SAS 99, A Major Impact on Public and Private Company Audits

By James M. Boak, CPA

In October 2002, the Auditing Standards Board of the AICPA released Statement on Auditing Standards ("SAS") 99, Consideration of Fraud in a Financial Statement Audit. SAS 99 totally supercedes SAS 82, of the same name, that was issued in 1997. SAS 99 appears to be a response in part to the numerous major corporate and audit failures that shocked the country in 2002 and which gave rise to the Sarbanes-Oxley Act of 2002.

Auditors, and entities being audited, need to understand that SAS 99 (1) substantially increases the amount of work to be done on audits, (2) SAS 99 applies to all audits, public, private and non-profit entities alike, and (3) SAS 99 is effective for periods under audit that began on or after December 15, 2002. Some have estimated that SAS 99 could increase costs of performing audits at least 5% to 10% or more because of the additional fraud risk procedures that must be performed and documented. Furthermore, SAS 99 must be applied to 2003 calendar year financial statements. To say that SAS 99 will have a major impact on audits in the 2004 busy season is an understatement. This article will only touch on certain highlights of SAS 99 and readers are encouraged to carefully examine SAS 99 on their own.

SAS 99 describes the three conditions that are generally present when fraud occurs. These conditions have often been referred to as the "fraud triangle". These conditions are (1) incentive or pressures to commit fraud, (2) opportunity to commit fraud, often encouraged by weak internal controls and (3) rationalization for fraud, or personal attitudes and values allowing the perpetration of fraud. In determining if fraud risk factors exist, these conditions must be taken into account. SAS 99 includes an appendix that lists numerous examples of the risk factors relating to these three fraud conditions.
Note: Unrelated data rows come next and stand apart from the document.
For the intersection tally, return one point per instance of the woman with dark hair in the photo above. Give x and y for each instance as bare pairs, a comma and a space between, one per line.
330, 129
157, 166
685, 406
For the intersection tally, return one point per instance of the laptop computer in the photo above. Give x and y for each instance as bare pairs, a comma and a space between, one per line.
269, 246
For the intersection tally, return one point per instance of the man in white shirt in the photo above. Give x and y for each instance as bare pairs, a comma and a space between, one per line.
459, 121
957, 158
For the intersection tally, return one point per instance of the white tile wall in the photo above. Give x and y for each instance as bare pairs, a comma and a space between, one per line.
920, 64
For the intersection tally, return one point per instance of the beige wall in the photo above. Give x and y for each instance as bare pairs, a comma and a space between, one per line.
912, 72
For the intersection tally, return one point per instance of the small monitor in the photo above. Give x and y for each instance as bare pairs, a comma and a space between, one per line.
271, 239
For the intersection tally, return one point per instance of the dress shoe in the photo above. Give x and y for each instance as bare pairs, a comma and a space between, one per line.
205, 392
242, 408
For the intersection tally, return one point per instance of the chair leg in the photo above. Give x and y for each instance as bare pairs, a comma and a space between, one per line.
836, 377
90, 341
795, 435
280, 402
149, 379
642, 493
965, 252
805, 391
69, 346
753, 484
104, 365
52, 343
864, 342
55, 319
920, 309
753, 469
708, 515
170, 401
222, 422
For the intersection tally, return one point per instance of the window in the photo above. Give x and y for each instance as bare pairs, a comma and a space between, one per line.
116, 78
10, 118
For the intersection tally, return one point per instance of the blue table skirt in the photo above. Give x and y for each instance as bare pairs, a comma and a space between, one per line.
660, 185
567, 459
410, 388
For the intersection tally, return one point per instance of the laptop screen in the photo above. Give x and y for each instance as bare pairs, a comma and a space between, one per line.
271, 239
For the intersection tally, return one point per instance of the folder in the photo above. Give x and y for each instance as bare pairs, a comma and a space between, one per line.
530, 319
At the initiation of all audits, the auditor must perform and document numerous procedures to gain a thorough understanding of the potential for fraud, both material and immaterial. In the audit planning stage, the audit firm must engage in a "brainstorming" session amongst the key audit team members to discuss and understand how and where the entity's financial statements might be susceptible to material misstatement due to fraud, how management could perpetrate and conceal fraudulent financial reporting, and how assets of the entity could be misappropriated. Then the auditor must interview management, plus "others" in the entity, to further ascertain the potential risk for fraud. In selecting others to be interviewed, the auditor must consider individuals from lower level accounting positions, operations, internal auditors and internal legal staff. Then the auditor must review and document all information regarding fraud learned to date and specifically identify and enumerate fraud risks that might occur and which might result in material financial misstatement.
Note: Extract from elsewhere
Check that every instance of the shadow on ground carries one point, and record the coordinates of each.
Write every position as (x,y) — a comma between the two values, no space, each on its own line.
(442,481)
Once the fraud risk identification and documentation process is complete, the auditor must review the planned audit strategy and procedures to determine if the scope of the strategy and procedures are adequate to search for potential fraud. SAS 99 seems to presume that the audit procedures and scope will be expanded in response to any threat of identified fraud risks, especially for those accounts bearing a higher risk of misstatement. In addition to any fraud risks and procedures that the auditor may have already dealt with, the auditor must specifically address fraud risks in the areas of revenue recognition and management override of internal controls. In regards to the latter, the auditor must develop an understanding of the adjusting journal entry process employed by the entity and then actually test selected journal entries for economic substance, accuracy and compliance with generally accepted accounting principles.

During or at the conclusion of fieldwork, the auditor must evaluate the audit evidence collected for existence of fraud, material or immaterial, and communicate any fraud findings to audit committees and appropriate levels of management. Evaluation and communication must be documented.
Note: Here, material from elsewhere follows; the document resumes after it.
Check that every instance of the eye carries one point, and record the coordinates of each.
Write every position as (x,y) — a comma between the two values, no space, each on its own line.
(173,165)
Various firms and audit manual services have prepared checklists for use in applying SAS 99. Due to the breadth of SAS 99, these practice aids are lengthy and an auditor may find some questions to be unclear. Careful reading of SAS 99 may be necessary to fully understand how to comply with the extensive documentation requirements.

Various organizations including the Colorado Society of CPAs are planning courses to specifically deal with SAS 99. Additional information on SAS 99 is also available in the article, Auditors' Responsibility for Fraud Detection, published in the January 2003 Journal of Accountancy. Additional information can be found on the internet at the AICPA's website at www.aicpa.org . The article can be accessed electronically at www.aicpa.org/pubs/jofa/jan2003/index.htm.